Very little of my writing is set During the Civil War, but one unpublished YA novel bears witness to my fascination with Fort Delaware. Ruth meets an escaped prisoner, a Yankee guard, and learns her family secret, their involvement in the Underground Railroad.

6 comments:

  1. Perhaps because of movies, I had only heard of Andersonville, the Confederate prison--which has been characterized as being brutal. What were the conditions at Fort Delaware?

    I grew up in PA. We were always very aware of the Civil War. Our school field trips included the Gettysburg Battlefield.

    ReplyDelete
  2. One thing I have learned about reading and writing historical material is you need to have your facts correct -- because someone out there will tell you when you're wrong.

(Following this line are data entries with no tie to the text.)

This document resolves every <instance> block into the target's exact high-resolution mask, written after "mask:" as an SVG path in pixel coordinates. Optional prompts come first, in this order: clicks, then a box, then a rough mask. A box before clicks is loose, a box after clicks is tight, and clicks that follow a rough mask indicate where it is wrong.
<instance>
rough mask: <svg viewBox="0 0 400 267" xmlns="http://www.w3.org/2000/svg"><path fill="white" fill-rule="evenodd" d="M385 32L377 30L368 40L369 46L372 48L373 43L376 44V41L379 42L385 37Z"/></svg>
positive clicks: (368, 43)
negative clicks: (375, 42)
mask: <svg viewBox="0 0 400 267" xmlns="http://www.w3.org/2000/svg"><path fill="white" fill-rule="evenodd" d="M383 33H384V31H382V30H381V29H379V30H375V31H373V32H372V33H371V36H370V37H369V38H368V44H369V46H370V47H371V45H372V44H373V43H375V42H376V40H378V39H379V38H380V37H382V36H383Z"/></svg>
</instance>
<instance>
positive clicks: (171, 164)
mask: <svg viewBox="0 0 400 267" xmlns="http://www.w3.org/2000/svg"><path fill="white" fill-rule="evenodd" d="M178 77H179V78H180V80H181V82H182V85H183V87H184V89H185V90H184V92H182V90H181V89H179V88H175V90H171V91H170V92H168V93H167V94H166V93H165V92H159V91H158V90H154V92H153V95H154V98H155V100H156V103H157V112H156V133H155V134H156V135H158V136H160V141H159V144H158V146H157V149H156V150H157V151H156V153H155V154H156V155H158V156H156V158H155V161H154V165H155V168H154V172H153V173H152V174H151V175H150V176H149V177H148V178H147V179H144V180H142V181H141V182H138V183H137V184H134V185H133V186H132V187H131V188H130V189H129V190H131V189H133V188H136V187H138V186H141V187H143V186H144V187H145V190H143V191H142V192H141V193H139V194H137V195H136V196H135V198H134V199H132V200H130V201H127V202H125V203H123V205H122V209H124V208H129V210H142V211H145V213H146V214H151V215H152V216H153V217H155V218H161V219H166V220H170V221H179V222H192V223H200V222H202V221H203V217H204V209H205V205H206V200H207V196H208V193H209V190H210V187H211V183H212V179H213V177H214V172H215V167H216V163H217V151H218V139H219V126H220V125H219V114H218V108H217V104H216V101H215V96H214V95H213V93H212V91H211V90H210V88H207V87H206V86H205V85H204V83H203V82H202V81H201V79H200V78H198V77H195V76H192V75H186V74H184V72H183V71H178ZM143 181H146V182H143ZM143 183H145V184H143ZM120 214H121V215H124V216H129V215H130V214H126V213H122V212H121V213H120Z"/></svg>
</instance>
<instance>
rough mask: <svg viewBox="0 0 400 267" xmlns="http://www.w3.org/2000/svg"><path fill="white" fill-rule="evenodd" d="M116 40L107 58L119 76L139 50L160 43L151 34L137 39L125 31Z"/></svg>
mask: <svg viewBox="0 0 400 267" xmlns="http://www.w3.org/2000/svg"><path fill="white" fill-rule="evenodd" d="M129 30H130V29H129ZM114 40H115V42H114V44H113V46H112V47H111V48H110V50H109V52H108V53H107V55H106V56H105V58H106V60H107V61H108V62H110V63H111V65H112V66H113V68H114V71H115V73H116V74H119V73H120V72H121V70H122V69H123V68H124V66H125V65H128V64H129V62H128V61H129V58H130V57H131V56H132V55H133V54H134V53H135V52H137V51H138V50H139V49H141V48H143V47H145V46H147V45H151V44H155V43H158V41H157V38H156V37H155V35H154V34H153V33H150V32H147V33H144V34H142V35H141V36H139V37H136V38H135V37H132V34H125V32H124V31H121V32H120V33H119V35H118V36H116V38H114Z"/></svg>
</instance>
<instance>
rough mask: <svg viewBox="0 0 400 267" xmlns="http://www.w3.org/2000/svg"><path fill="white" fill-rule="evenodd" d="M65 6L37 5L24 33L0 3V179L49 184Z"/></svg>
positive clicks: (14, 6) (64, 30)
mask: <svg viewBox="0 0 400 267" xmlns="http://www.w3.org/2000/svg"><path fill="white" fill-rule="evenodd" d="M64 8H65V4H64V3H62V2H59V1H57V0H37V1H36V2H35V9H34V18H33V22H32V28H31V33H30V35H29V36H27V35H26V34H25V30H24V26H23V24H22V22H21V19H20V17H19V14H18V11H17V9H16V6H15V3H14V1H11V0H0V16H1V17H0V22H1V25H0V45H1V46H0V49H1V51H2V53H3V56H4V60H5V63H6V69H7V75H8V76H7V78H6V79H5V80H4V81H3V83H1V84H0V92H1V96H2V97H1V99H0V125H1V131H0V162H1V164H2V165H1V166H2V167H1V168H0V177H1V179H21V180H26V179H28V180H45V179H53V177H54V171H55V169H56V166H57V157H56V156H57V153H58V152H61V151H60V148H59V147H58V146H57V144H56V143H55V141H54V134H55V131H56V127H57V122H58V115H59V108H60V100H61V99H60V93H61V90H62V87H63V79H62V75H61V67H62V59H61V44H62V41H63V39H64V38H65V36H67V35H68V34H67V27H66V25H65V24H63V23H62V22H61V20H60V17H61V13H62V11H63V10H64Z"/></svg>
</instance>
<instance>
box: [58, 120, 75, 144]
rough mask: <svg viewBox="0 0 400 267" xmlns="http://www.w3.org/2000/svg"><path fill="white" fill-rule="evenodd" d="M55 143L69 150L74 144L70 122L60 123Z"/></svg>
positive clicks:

    For example, the Battle of Gettysburg started on July 1, 1863. The famous Pickett's charge was on July 3rd. On July 4th, after awaiting a counter-attack from the Feds that never came, Lee's army began its retreat back to Virginia.

    Coincidentally, the Confederates surrendered the army at Vicksburg on July 4, 1863, sealing the fate of the Confederacy in the west.

    Although the Andersonville prison is known to many from the Pulitzer Prize winning book by MacKinlay Kantor (and later movie), the Union had some terrible prisons as well; Elmira, NY being a particularly gruesome example.

    I would think even worse than wearing the hoop skirts and multiple layers of fabric from the upper class mid-1800s would have been the bone corsets that needed someone else to cinch them tight.

    I think you made a good decision to stick to stick with the practical Quakers.

    ~ Jim

    ReplyDelete
  3. Although I write contemporary romance, I’ve studied Fort Delaware for a time travel romance. Conditions at Fort Delaware weren’t great either due to lack of funds, lack of preparations for prisoners of war on either side, and overcrowding. Fort Delaware was known in the South as the Andersonville of the North. Many prisoners and guards died from smallpox and lack of medical care and food and are buried in NJ on Finns Point.

    Here are some books and booklets on the subject.

    Fort Delaware, Unlikely Allies--Fort Delaware's Prison Community in the Civil War by Dale Fetzer & Bruce Mowday
    Fort Delaware, A Journal (Diary of a Yankee Private) by Fort Delaware Society
    Jeff Thompson at Fort Delaware by Fort Delaware Society
    Fort Delaware Living History Coloring Book by E. Jean Lanyon
    The Story of Fort Delaware by W. Emerson Wilson
    Fort Delaware, They Died (1861-1865) by Jocelyn P. Jamison

    ReplyDelete
  4. It is always instructive and emotional to walk the actual ground of history. Not far from where I live you can still see the ruts in the ground created by wagon train headed west.

    ReplyDelete
  5. There have to be personal stories from Fort Delaware that would make interesting reading. I can't imagine imprisonment could ever be good.

    I've never worn a hoop skirt but I'd guess, if you sit down in one, you provide an arc to show place your underwear.

    ReplyDelete
  6. I hope that you YA novel is published. It sounds interesting and a good story to teach kids about the history of Ft. Delaware.